Since the film is so carefully centered on the lives of the children in their foster home and the relationships they develop, voice casting also became crucial to getting the emotion and tone of the project just right. And Barras came to some interesting conclusions about how to create that feeling in the casting of the project.

“For the choice of children, Marie-Eve Hildbrand (who supervised all the stages of voice work, from casting to editing and including directing the actors) convinced me that it wasn’t necessary to allow myself to be guided solely by their tonality but by the cohesiveness of the group,” Barras writes. “We chose the children for their differences in age and for their personality; they were not supposed to play a role, but to be themselves instead, at ease with the people around them.”
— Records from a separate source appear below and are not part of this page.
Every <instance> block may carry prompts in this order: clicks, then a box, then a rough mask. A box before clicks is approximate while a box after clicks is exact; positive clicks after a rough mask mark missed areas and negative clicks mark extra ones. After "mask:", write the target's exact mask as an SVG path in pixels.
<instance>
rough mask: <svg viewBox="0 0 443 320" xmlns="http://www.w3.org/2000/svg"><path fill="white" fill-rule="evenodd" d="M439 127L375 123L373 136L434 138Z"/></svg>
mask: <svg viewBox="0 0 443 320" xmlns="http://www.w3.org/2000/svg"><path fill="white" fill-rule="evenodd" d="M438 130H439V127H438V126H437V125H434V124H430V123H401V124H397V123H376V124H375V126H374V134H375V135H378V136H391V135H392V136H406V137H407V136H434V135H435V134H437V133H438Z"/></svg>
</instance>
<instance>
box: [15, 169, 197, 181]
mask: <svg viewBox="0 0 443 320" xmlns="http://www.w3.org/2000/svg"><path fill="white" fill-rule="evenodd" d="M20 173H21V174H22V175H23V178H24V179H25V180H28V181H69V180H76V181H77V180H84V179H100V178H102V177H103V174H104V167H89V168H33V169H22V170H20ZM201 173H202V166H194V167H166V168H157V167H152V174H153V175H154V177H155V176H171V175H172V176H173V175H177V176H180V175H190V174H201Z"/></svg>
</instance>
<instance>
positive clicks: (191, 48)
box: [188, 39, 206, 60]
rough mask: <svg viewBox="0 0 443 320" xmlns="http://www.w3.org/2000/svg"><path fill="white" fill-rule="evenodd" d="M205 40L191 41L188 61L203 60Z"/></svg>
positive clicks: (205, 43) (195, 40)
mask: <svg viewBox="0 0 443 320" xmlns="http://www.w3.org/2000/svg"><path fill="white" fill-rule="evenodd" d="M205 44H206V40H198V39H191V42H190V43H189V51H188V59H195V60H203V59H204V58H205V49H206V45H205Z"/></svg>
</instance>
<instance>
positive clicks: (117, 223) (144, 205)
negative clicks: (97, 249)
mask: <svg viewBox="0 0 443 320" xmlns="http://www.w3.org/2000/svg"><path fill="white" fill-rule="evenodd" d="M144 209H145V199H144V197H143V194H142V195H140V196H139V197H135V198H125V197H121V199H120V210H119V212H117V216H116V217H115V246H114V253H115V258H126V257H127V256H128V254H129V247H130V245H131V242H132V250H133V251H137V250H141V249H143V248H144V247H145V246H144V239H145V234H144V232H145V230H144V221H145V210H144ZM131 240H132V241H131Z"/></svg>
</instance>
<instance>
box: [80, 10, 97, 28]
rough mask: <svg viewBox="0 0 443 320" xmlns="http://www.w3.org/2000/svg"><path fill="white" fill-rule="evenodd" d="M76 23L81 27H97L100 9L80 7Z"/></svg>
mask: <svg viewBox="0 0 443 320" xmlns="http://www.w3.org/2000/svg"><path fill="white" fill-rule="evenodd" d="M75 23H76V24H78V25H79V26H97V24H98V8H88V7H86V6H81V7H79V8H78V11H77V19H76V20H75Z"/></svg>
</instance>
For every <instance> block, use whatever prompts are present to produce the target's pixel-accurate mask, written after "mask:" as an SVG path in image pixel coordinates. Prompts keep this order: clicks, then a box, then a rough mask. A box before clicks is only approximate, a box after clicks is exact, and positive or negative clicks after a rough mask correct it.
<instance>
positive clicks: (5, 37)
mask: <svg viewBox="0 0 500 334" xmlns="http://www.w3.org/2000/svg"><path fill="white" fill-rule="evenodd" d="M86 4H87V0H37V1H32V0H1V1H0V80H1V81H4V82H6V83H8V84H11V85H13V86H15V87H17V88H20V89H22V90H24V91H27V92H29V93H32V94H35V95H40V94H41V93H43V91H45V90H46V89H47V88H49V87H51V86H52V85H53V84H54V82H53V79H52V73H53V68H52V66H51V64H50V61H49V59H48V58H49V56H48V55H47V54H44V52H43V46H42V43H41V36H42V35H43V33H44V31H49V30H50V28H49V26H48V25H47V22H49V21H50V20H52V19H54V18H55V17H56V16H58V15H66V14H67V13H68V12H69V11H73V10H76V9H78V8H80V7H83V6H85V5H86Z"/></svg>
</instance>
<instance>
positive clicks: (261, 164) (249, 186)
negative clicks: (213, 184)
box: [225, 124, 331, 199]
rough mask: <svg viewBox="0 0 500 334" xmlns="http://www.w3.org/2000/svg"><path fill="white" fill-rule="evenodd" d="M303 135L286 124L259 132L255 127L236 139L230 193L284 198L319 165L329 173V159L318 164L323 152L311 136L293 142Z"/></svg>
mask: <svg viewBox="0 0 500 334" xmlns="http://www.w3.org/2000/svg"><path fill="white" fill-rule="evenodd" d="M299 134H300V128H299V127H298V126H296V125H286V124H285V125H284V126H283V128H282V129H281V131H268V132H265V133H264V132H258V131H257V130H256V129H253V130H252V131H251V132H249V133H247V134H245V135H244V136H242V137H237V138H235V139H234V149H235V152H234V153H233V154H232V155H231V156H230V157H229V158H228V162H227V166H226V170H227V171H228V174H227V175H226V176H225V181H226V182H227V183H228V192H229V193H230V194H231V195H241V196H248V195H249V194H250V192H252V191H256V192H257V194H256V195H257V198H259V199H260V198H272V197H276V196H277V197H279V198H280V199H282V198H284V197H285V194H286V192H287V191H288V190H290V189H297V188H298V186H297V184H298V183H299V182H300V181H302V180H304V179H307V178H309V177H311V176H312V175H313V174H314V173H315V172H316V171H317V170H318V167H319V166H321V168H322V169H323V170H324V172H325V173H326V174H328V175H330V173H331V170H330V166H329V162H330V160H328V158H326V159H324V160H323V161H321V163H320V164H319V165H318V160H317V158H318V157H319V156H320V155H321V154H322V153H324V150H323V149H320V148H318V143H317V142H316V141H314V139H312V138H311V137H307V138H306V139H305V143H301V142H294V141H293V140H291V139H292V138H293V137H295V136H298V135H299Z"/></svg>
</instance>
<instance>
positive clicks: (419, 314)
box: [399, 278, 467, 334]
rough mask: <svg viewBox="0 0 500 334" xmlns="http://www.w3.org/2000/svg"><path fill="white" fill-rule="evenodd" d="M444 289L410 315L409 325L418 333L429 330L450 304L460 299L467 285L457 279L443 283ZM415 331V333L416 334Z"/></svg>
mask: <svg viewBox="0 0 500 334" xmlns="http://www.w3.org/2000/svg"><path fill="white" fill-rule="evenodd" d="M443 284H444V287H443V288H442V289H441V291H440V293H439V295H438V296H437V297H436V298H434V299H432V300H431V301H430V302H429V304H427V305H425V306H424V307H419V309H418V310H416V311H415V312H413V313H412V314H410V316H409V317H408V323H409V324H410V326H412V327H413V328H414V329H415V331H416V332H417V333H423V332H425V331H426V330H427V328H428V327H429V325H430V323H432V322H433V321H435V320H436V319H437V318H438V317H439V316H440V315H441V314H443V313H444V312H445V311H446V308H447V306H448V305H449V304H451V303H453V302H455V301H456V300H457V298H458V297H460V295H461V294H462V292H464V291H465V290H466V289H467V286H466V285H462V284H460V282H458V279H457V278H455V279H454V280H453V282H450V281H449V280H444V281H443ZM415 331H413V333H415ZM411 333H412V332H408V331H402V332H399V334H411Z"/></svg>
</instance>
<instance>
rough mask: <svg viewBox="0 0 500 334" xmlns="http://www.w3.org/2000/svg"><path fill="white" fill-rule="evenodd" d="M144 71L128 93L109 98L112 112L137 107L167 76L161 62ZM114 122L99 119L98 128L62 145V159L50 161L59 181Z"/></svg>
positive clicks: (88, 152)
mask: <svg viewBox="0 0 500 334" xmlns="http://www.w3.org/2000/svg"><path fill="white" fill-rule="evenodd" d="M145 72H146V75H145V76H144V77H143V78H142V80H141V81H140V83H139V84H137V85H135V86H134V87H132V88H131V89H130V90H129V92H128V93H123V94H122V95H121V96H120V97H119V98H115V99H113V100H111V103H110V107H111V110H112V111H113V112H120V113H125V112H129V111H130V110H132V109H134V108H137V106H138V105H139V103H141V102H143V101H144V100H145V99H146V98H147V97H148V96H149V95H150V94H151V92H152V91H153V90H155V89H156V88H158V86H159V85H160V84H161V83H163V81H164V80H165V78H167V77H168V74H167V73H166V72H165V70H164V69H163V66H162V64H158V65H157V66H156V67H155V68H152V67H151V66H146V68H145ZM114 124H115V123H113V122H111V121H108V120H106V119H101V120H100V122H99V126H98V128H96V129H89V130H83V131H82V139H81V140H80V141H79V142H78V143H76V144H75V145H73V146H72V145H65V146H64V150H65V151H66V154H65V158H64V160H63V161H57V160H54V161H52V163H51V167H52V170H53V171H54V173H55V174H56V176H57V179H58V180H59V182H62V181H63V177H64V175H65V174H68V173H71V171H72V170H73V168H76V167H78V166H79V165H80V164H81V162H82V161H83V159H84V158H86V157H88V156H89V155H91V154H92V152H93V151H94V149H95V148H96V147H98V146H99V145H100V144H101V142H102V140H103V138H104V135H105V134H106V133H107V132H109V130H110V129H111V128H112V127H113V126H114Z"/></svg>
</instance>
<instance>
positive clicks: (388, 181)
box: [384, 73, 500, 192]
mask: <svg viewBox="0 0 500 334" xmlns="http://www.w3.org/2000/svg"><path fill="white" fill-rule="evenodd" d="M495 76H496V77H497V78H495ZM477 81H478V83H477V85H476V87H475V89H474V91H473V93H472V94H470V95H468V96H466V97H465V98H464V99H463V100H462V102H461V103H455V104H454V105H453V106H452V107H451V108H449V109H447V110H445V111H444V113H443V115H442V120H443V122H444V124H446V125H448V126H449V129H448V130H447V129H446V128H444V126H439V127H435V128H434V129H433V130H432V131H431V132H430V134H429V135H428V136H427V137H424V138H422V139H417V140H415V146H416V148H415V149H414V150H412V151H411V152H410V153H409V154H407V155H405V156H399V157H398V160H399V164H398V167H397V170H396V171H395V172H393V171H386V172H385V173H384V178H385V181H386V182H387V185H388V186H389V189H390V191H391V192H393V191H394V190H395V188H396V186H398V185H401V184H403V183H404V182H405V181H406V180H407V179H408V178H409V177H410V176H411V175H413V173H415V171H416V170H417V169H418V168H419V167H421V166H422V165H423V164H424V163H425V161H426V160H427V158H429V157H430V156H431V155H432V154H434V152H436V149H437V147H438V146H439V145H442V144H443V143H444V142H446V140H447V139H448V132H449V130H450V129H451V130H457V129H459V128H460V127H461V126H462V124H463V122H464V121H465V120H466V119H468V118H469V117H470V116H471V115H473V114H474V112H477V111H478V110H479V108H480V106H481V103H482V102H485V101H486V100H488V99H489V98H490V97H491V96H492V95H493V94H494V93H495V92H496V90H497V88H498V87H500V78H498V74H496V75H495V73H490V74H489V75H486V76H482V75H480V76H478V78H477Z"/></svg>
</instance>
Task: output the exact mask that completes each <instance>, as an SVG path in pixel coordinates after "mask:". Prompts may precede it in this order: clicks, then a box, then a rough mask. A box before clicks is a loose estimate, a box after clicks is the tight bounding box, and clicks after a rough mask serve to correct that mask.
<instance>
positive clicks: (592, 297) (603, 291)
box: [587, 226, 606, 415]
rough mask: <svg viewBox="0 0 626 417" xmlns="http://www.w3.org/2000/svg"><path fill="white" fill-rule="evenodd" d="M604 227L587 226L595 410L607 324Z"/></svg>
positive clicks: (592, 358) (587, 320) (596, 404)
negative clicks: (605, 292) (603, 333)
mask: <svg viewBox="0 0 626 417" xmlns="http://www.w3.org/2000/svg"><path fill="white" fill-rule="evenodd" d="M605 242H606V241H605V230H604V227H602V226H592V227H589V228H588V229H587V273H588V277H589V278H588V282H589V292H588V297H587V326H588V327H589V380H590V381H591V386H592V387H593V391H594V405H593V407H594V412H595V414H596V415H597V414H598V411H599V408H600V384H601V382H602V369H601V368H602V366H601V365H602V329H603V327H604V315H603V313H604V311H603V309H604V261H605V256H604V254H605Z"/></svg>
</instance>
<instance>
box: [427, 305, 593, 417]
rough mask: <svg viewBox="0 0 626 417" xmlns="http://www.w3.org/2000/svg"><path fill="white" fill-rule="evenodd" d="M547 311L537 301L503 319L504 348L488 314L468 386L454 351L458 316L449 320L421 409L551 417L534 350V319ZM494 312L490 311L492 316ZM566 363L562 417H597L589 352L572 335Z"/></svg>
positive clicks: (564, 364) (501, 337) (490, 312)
The film is ultimately designed to reach out to those children – or adults who were once children in a similar circumstance – who are coming to terms with difficult or tragic events in their lives. This story doesn’t pull away from any sadness or the real impact of what happens to the characters and that’s by design. Barras aims to give those children some hope with his film: “For My Life as a Zucchini, I began with the premise that we have all known one or more abused children, whether among our friends, our acquaintances or our family – and that is just the tip of the iceberg because the subject is taboo. Beyond being just a tribute to these broken childhoods, to courage, resiliency and friendship, I hope from the bottom of my heart that this film will make it possible for those concerned to speak, to remove, even slightly, some of the taboos, to help children detect distress in their friends, to not be afraid of solidarity and that they think about how to pull through and to help each other in avoiding violence.”